Everybody has their particular cookies that they just must have for Christmas. For me, the cookies are the Danish traditional pebernødder ("pepper nuts", known as Pfeffernüssen in Germany) and brunkager ("brown cakes"). With our recent dietary changes, these cookies presented a challenge. Between these and the sugar cookies, I have baked quite a lot this Christmas, and our buckets of almond flour are getting emptied at a surprising clip. With the l-carb shop offering almond flour for as little as €12/kg, I can afford to go through some - that's at least a better price than the €30+ seen in some shops. Here's the recipe for pebernødder - the brunkager must wait till tomorrow since they have to rest for several days.

Pebernødder

This is my mother's recipe, with low-carb replacement marked in bold:
  • 500 g flour (replace with 200 g flour, 300 g fine almond flour)
  • 1 tsp ammoniumcarbonate (hjortetaksalt, in Germany Hirschhornsalz) - use 1 1/2 to 2 tsp
  • 1 tsp cinnamon
  • 1 tsp cardamom
  • 1 tsp ground black pepper
  • 125 g butter
  • 250 g sugar (replace with 250 g xylitol in crystals, e.g. Xucker)
  • 2 eggs (I used 4 small eggs)
  • Zest of one organic lemon
Mix the dry ingredients, add the butter and crumble it together, then add the eggs. If the dough is too dry to form a ball, add a bit of canola oil. It should form a solid ball, not be sticky. Wrap and refrigerate for at least an hour.

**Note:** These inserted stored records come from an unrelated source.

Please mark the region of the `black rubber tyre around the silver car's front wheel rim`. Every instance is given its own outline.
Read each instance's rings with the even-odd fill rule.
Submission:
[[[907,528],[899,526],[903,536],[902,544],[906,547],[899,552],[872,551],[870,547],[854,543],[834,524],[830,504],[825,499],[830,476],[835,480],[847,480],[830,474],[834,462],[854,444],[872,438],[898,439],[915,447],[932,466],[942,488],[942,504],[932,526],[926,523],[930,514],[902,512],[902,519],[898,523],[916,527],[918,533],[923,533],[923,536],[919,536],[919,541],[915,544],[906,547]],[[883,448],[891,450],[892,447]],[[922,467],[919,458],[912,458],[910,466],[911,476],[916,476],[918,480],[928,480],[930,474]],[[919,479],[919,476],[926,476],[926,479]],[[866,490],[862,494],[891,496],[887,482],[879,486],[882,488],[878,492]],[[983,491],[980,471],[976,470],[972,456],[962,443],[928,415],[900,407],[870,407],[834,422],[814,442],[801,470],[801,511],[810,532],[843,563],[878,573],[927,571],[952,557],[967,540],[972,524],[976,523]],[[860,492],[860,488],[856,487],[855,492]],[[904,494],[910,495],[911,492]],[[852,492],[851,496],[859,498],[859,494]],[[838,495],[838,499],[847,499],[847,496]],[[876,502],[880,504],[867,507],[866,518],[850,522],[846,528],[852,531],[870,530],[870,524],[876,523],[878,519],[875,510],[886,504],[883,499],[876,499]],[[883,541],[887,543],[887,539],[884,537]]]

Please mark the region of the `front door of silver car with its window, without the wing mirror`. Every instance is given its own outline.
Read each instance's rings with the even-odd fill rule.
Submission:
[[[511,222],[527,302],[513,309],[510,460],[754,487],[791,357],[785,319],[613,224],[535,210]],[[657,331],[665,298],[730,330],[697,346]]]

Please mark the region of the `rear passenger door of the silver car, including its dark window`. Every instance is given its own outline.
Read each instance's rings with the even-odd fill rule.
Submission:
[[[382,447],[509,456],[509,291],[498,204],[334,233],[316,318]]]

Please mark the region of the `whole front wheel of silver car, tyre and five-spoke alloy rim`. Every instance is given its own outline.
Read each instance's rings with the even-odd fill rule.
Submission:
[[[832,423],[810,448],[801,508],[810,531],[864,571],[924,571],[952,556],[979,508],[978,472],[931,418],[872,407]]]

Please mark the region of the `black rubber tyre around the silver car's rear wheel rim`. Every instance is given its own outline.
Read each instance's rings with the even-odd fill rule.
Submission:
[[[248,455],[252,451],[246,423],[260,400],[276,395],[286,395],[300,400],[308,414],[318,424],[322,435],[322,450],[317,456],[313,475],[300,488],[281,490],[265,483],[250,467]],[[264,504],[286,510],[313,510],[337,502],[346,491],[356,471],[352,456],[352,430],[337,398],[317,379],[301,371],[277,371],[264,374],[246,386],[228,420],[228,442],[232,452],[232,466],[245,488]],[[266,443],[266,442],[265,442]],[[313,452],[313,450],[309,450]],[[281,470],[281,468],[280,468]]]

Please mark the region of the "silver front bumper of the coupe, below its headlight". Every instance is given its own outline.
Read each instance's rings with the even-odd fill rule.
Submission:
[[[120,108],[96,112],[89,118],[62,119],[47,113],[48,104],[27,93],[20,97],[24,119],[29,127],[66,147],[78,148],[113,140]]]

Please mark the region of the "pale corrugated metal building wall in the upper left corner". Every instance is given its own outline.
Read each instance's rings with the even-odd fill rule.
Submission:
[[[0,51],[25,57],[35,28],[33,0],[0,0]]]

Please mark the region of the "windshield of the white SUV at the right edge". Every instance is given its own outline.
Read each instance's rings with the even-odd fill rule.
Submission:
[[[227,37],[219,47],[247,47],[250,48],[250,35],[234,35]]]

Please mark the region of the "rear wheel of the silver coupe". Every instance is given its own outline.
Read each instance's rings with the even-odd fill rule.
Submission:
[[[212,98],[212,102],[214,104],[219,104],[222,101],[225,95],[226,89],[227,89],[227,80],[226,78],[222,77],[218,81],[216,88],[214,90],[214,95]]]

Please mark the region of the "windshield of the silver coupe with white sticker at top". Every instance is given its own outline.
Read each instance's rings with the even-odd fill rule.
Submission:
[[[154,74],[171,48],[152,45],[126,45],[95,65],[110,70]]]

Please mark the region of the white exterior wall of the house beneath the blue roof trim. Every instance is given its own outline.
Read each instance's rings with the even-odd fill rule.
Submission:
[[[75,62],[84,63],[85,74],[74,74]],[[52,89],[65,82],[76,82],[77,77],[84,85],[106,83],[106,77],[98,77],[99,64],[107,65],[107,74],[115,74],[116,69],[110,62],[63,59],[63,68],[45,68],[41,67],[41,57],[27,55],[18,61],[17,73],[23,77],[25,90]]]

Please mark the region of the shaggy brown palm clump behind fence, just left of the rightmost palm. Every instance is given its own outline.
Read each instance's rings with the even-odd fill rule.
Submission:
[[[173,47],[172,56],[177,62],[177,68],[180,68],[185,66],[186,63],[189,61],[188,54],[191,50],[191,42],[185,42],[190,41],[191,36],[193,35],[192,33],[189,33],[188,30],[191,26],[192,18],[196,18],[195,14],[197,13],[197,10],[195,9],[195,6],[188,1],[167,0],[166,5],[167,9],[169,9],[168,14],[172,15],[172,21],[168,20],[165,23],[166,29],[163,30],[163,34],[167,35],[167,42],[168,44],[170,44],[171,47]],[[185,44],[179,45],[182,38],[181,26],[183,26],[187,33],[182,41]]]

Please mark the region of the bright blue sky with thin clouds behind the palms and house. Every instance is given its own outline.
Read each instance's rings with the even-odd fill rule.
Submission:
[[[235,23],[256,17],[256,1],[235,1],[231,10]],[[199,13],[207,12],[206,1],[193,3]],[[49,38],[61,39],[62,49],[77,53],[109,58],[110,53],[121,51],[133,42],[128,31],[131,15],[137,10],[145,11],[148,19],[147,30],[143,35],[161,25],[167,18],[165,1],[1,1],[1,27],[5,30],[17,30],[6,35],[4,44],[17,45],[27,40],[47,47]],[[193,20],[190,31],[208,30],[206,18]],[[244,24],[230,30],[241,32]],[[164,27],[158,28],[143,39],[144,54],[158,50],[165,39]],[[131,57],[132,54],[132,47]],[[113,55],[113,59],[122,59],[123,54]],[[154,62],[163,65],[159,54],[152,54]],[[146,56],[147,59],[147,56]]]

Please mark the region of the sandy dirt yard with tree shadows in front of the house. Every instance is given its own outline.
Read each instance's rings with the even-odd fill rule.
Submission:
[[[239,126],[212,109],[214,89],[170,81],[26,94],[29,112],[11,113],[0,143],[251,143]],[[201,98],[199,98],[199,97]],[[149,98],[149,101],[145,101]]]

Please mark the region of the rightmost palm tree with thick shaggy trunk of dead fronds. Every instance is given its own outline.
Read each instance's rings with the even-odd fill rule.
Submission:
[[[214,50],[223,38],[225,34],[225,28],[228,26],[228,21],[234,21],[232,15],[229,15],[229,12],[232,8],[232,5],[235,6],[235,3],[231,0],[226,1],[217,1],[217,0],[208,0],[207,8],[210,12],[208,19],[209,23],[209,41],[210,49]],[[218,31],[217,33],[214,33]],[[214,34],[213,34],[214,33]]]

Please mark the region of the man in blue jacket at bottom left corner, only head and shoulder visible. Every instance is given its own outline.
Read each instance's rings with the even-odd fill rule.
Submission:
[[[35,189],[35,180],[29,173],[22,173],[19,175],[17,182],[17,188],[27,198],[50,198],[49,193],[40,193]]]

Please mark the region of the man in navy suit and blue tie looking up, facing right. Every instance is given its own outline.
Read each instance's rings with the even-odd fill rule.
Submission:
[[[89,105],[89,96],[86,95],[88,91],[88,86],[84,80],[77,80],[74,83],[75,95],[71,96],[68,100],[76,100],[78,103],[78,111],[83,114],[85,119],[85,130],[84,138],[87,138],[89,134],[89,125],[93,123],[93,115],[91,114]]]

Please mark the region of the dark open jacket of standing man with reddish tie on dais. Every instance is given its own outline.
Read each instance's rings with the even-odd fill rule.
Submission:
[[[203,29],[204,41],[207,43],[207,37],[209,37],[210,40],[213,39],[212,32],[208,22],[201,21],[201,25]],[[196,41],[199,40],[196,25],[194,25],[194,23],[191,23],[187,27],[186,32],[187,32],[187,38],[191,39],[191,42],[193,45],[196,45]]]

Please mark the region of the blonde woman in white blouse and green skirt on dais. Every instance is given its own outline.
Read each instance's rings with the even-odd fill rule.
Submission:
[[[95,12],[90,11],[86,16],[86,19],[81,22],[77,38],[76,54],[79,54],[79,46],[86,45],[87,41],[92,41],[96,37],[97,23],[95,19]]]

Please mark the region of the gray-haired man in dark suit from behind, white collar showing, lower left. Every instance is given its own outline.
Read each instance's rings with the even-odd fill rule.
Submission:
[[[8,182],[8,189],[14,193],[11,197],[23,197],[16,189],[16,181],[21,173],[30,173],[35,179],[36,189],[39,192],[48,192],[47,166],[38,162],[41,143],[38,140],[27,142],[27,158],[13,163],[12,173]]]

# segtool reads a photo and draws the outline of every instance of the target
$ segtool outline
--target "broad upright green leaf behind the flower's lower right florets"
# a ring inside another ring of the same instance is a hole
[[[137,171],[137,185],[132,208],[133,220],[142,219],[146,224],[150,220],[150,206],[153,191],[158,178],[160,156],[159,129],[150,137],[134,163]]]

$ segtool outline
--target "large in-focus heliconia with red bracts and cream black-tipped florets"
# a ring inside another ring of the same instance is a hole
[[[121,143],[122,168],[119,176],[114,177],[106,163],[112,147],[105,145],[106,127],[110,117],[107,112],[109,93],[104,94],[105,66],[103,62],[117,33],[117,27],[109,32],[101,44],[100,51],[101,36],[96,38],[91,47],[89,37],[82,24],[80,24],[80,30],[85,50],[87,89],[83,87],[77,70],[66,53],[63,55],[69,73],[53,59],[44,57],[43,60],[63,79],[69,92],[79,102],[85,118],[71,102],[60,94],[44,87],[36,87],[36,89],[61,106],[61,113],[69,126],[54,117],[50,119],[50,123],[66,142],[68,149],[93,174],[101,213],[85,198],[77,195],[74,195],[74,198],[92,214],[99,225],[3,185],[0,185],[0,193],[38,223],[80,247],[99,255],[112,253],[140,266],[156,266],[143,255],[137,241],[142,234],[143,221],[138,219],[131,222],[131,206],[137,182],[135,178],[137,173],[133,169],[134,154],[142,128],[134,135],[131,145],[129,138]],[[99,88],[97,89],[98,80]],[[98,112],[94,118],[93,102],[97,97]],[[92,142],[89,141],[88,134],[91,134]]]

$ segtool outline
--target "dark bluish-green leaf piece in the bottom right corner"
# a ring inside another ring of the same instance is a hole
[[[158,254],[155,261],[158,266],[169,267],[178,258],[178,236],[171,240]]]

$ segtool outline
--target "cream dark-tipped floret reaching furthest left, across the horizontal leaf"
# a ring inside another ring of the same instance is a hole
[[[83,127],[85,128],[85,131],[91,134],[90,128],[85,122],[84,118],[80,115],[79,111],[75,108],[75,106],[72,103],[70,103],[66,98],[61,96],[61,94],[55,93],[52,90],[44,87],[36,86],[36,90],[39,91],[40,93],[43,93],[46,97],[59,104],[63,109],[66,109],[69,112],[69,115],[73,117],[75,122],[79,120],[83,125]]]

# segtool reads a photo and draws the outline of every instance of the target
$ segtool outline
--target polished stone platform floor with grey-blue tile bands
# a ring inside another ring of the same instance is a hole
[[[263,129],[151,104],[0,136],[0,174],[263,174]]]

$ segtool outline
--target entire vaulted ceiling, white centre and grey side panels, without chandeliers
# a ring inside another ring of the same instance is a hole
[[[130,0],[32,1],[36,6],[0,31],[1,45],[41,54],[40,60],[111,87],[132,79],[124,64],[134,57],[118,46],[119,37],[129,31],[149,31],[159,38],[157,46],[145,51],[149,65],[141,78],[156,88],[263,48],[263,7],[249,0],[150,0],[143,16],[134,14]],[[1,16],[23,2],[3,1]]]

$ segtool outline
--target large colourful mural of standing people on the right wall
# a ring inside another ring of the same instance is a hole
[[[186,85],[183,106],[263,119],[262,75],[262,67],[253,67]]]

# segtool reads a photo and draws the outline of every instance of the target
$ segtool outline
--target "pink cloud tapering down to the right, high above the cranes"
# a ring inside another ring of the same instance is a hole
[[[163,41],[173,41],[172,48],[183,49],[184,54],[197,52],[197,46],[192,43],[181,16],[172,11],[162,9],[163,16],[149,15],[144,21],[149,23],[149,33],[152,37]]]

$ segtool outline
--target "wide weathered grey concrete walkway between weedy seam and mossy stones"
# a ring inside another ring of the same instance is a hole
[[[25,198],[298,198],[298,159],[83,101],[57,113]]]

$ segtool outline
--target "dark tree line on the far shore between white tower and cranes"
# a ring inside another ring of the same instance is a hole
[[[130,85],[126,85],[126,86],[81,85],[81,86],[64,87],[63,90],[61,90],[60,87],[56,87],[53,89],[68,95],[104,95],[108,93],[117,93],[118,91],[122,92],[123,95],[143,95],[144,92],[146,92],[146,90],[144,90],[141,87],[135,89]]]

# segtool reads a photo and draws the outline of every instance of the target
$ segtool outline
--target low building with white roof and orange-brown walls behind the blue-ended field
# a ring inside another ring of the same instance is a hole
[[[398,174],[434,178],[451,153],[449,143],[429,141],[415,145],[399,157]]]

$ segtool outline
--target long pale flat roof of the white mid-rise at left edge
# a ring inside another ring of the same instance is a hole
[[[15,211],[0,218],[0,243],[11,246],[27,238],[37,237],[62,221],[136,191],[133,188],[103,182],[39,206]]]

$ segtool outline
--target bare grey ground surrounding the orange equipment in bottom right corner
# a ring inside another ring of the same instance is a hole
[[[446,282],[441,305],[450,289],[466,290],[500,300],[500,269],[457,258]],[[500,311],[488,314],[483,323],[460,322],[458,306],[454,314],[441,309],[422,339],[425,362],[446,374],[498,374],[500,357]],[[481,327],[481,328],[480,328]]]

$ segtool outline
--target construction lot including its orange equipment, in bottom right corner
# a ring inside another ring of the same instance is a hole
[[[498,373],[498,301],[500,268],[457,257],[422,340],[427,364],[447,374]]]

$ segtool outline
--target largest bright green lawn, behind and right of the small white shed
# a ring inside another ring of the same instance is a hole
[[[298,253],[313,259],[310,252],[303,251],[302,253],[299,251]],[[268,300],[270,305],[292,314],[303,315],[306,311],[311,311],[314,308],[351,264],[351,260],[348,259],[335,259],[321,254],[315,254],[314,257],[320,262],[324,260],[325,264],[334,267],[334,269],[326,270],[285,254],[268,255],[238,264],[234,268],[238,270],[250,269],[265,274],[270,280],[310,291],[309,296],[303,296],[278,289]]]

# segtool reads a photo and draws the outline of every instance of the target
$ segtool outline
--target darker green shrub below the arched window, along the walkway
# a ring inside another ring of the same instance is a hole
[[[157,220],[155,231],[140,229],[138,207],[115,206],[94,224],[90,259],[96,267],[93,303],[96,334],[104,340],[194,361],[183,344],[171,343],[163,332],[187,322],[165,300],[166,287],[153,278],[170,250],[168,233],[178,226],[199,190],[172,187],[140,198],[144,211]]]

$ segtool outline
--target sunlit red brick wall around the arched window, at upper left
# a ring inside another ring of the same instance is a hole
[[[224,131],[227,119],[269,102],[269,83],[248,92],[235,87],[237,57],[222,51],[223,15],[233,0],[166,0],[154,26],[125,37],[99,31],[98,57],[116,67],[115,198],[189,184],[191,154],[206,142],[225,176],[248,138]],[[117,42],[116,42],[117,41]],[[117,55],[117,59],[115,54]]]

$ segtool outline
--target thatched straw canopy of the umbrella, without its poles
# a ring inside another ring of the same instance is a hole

Preheat oven to 200C. Roll dough into several 1 cm thick rolls - you may need to use some more regular flour to keep it from sticking. Cut the rolls into 1cm bits and place on a baking sheet lined with baking paper. Bake for 8-10 minutes, until slightly brown.

These are not crunchy in the way they would be with all regular flour, but they have a nice almondy taste added. Do not try to replace some flour with flax seed flour or sunflower seed flour (sunflour?), the taste of those flours is too savory.